自作を考えていた財務分析の仕組みが、metricsで実現されていた

――財務分析ツールの導入を検討し始めたきっかけを教えてください

もともと当法人ではfreeeを積極的に活用しており、記帳や月次決算など、会計データを作成するまでの業務の効率化には積極的に取り組んできました。

一方で、そのデータをお客様の経営支援にどう活かすかという点には実務的な難しさを感じており、会計データを分かりやすく可視化でき、なおかつ事務所側の作業負担をあまり増やさずに継続利用できる仕組みを探していました。そうしたなかで、開発中のmetricsをXで見かけたことが、検討を始めた直接のきっかけです。

私自身、以前からPower BIで同じようなものが作れないかと考えていたこともあり、自分がやってみたかったことがそのまま形になっていると感じました。

決め手は「無理なく使い続けられること」

――最終的にmetricsを採用された決め手を教えていただけますか?

最も重視したのは、無理なく使い続けられることです。

当法人はfreee会計を利用している顧問先が多いため、すでにある会計データをそのまま活かして、すべての顧問先に財務分析のポイントをグラフで分かりやすくお示ししたいと考えていました。

経営分析ツールは、高機能であっても操作が複雑だったり、資料を作るために別途かなりの作業が必要だったりすると、次第に使わなくなってしまいます

metricsは、ダッシュボード上で必要な数値を視覚的に把握でき、気になる数字はその場で掘り下げられるため、「これなら実際の顧問先との打ち合わせでもそのまま使えそうだな」と感じました。

税理士が分析するためだけのツールではなく、画面を一緒に見ながら経営者の方と数字について話せる。その点も、採用の決め手になりました。

資料をつくる時間が、数字について話す時間になった

――導入後、業務にどのような変化がありましたか?

一番の変化は、「財務数値を資料にする時間」を減らし、その分を「その数字について考え、お客様と話をする時間」に充てられるようになったことです。

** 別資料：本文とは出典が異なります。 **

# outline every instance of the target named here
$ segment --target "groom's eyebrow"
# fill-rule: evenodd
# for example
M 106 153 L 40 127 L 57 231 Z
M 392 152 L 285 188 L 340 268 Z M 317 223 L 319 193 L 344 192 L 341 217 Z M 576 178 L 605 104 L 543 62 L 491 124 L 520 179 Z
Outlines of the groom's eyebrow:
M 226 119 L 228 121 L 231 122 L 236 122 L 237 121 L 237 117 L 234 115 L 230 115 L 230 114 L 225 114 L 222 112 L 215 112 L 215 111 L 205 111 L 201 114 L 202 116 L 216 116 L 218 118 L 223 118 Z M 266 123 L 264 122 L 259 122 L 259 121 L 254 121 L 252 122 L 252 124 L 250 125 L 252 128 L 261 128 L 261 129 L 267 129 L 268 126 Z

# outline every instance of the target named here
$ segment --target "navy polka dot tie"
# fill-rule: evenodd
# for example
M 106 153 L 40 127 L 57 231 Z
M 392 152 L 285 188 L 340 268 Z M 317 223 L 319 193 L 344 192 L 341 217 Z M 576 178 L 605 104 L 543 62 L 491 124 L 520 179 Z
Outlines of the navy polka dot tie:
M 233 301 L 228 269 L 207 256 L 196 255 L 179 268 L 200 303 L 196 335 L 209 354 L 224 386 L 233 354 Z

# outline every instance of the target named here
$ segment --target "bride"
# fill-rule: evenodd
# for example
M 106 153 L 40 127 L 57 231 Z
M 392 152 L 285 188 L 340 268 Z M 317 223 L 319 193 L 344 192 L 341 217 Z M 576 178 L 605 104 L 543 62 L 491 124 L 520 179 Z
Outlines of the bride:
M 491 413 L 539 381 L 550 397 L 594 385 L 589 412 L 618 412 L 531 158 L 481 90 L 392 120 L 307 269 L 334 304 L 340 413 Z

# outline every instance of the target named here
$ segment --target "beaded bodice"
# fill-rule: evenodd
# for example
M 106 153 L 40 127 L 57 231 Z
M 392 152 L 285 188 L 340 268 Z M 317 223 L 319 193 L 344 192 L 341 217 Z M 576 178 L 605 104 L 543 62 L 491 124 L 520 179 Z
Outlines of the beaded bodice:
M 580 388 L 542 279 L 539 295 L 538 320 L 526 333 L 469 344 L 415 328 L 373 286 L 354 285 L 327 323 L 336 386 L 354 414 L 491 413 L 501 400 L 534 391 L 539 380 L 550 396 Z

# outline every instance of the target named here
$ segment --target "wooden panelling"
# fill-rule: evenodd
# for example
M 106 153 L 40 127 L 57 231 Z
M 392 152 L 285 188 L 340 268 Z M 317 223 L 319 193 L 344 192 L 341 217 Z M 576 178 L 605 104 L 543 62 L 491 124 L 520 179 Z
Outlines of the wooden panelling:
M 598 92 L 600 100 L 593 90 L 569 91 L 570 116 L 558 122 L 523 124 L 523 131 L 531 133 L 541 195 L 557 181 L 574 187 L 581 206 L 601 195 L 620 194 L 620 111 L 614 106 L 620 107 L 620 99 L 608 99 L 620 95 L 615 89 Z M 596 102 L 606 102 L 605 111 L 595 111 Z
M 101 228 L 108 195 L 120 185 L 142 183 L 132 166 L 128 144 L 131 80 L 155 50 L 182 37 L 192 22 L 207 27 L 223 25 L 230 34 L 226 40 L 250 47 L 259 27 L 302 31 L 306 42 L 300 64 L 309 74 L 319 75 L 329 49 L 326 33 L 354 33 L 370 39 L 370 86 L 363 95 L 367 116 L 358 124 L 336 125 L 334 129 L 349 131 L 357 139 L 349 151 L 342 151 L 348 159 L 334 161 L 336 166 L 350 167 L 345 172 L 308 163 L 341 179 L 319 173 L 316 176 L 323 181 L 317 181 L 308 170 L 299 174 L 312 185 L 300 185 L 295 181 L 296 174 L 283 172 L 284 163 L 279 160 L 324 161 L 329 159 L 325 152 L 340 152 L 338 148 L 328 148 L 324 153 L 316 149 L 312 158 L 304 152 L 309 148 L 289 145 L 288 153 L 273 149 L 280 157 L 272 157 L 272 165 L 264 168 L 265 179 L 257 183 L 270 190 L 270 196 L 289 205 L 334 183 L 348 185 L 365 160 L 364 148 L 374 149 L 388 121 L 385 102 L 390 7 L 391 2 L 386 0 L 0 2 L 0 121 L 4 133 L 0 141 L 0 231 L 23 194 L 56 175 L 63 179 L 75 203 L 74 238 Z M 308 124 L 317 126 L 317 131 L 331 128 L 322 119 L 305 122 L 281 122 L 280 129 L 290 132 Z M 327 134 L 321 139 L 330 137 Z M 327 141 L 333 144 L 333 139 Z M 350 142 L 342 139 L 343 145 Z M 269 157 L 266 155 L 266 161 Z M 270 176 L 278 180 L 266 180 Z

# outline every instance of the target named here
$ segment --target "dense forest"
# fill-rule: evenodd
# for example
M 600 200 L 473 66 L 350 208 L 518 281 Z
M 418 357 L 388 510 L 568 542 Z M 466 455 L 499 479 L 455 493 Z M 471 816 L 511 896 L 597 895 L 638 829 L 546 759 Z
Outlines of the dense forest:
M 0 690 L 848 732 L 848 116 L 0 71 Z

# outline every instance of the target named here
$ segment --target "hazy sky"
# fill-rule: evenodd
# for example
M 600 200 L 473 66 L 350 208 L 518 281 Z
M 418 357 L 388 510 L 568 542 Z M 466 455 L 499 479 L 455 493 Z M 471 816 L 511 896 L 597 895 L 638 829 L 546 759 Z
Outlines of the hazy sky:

以前は試算表から必要な数字を拾い、Excelに転記してグラフを作成する必要がありましたが、metrics上でそのまま可視化できます。資料作成の手間を抑えながら、一定の品質で経営数値をお見せできるようになったのは、大きな変化だと感じています。

また、売上や利益の推移、収益構造をグラフで見ながら話せるため、試算表だけで説明していた頃に比べて、「なぜこの月は利益が下がっているのか」「今後どのくらいの売上が必要なのか」といった話に入りやすくなりました。

前月までの実績を報告するだけでなく、予算や着地見込みも含めて、これからの経営について話すきっかけを作りやすくなったことも大きな変化です。

導入当初は分析資料を効率よく作ることを主な目的と考えていましたが、実際に使ってみると、お客様との打ち合わせの進め方自体も変わったと感じています。

会計データを、経営判断に活かせる情報に

――今後追加してほしい機能や、metricsに期待することを教えてください

今後期待したいのは、税理士事務所が顧問先の経営支援を行う場面を想定した機能が、さらに充実していくことです。

例えば、分析内容をお客様へ共有する際のレポート出力やコメント機能がより柔軟になると、月次報告資料として一層活用しやすくなると思います。

AIを活用した財務分析についても、単なる数値の増減にとどまらず、会社ごとの特徴や過去の経緯を踏まえた示唆や、税理士が提案を組み立てる際の気づきを得られるようになると、さらに面白いと思っています。

会計データは税務申告のためだけのものではなく、本来は経営判断に活かせる情報です。その橋渡しをするサービスとして、今後も進化していくことを期待しています。

「数字を経営に活かすところまで一緒に考える会計事務所」でありたい

――同じような課題を感じている税理士法人や会計事務所の方に、metricsを勧めるとしたらどんなことを伝えたいですか?

税理士事務所では、月次試算表を作成してお客様へ報告するところまでは行っていても、その数字をもとにどこまで経営の話ができているかは、事務所によって差があると思います。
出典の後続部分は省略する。